As acções laborais estão a afectar outros serviços de entregas como a Instacart, onde os trabalhadores abandonaram os seus postos de trabalho devido à falta de medidas de segurança há muito reclamadas. Apenas três dias depois, a empresa começa a avisar os seus clientes de que podem ter sido expostos ao coronavírus. A Instacart é valorizada em 8$ mil milhões na bolsa. A mesma história repete-se noutros negócios de distribuição de comida, como a Whole Foods e até os gigantes como a McDonalds: os trabalhadores queixam-se da falta de medidas de segurança, a administração faz vista grossa, surgem casos de COVID19 nos empregados e clientes e rebentam greves e paragens com exigências semelhantes às dos trabalhadores da Amazon.

Também os gigantes da carne processada e do agronegócio como a Perdue Farm, Pilgrim’s Pride e JBS estão a fazer os seus trabalhadores continuar a trabalhar nas condições já de si sobrelotadas e pouco higiénicas das fábricas de processamento de animais. Em algumas ocasiões, com casos já confirmados de COVID19, os trabalhadores permanecem nos seus postos, e queixam-se da ausência de medidas extra de protecção. Muitos entraram então em greve. As companhias recusam-se a assumir responsabilidade financeira pelo necessário período de quarentena de 15 dias dos trabalhadores das fábricas afectadas ou por providenciar compensação por actividade de risco. Todas estas empresas têm facturações de milhares de milhões anualmente, com centenas de milhões de lucro.

Em Massachusetts, 13 000 carpinteiros entram em greve para obrigar o estado a fechar obras de construção, citando o alto perigo a que estão expostos. Dias depois o sindicato de pintores e os seus 4000 membros fizeram o mesmo. Em Pittsburgh, os trabalhadores da recolha do lixo fazem greve selvagem, exigindo melhores protecções, tais como máscaras, e subsídios de risco. O pormenor da exigência de subsídio de risco se repetir em várias greves é devido à saúde privada dos EUA. Como disse um dos homens da recolha do lixo “Porquê? Porque temos [de pagar] altas comparticipações dos seguros [de saúde] em qualquer tipo de conta. Arriscamos as nossas vidas de cada vez que agarramos num saco do lixo”. Ou seja, o trabalhador que adoeça de coronavírus nos EUA não só teme pela sua vida, teme também a bancarrota pessoal por custas médicas se sobreviver.
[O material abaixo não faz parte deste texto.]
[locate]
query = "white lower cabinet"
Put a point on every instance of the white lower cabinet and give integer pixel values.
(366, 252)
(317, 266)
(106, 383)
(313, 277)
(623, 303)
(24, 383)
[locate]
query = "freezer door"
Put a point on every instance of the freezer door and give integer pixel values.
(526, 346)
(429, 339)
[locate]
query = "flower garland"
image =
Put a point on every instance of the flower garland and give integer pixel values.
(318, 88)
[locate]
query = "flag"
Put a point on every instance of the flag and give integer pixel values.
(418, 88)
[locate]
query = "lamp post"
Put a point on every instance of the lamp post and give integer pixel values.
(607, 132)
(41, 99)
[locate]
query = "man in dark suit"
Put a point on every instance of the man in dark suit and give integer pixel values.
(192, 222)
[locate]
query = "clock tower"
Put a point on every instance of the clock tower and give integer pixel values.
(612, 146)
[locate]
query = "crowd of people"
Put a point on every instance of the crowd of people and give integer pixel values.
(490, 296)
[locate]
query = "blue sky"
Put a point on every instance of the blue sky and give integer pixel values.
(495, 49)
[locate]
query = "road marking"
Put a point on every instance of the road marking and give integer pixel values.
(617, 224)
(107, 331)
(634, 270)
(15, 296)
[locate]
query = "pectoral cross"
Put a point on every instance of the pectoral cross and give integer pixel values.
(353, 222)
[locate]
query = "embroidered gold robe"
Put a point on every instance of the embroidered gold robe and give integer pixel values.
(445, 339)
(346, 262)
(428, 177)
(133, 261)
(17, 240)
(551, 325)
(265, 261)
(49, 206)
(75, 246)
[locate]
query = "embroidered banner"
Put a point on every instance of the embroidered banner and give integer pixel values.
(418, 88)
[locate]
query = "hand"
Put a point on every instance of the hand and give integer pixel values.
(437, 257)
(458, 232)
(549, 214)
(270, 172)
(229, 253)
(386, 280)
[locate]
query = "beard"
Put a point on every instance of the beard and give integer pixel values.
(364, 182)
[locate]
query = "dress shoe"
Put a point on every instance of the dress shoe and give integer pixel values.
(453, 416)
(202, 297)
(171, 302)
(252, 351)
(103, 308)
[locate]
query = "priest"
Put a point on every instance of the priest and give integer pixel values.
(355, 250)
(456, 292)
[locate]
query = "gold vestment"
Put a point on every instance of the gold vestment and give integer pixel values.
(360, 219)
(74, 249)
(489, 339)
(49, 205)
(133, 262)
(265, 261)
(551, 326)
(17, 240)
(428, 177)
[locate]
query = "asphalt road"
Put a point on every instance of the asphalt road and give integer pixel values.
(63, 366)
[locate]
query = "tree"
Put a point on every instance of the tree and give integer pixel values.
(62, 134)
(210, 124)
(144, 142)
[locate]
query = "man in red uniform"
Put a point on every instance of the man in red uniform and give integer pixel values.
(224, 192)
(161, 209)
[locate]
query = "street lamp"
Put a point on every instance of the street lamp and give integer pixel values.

Na indústria pesada, também se brinca com a vida. Metade dos trabalhadores do estaleiro naval de Bath, propriedade da General Dynamics (famosos fabricantes de armas), faltaram ao trabalho depois de um caso de COVID19 ser confirmado. Na indústria automóvel também estão a acontecer protestos. Em particular, uma fábrica da Chrysler no Michigan teve direito a greve selvagem após a confirmação de um caso positivo. Um dos trabalhadores acabou por morrer de coronavírus. Numa das fábricas da General Electric, os trabalhadores levaram a cabo uma paragem para exigir que passassem a produzir ventiladores em vez de motores a jacto.

Em lares de idosos em Pittsburgh, enfermeiros abandonam os seus postos de trabalho em protesto contra a ausência de material protector após 36 residentes e 6 cuidadores testarem positivo por coronavírus. A pedido do lobbying da indústria da saúde, a administração Trump está a remover as obrigações dos empregadores de providenciar material protector a profissionais de saúde. Nos hospitais há protestos dos enfermeiros, a mãos com uma completa e total falta de material e recursos humanos para fazer frente ao COVID19. Entretanto, as administrações dos hospitais privados despedem enfermeiras que fazem recolhas de fundos para comprar o material protector em falta e tentam implementar cortes de pagamento a médicos e enfermeiros.

No resto do mundo

Em França, Reino Unido, Irlanda, Canadá, Brasil, Colômbia, Chile e Venezuela há relatos de acções semelhantes devido à falta de preocupação com o bem estar dos trabalhadores. Até em locais a que o mundo muitas vezes vira os olhos, como Papua Nova Guiné e Zimbabwe há protestos e greves de pessoal médico devido à falta de equipamento protector.

Entretanto, em Portugal, estamos privados do direito à greve, desarmados (oficialmente) de uma das mais importantes armas no combate ao COVID19. A única capaz de fazer os senhores do capital prestar atenção à morte dos “essenciais”. Afinal de contas, um “essencial” pode sempre ser substituído por outro para manter a geração de lucro, mas quando todos param de trabalhar é outra história.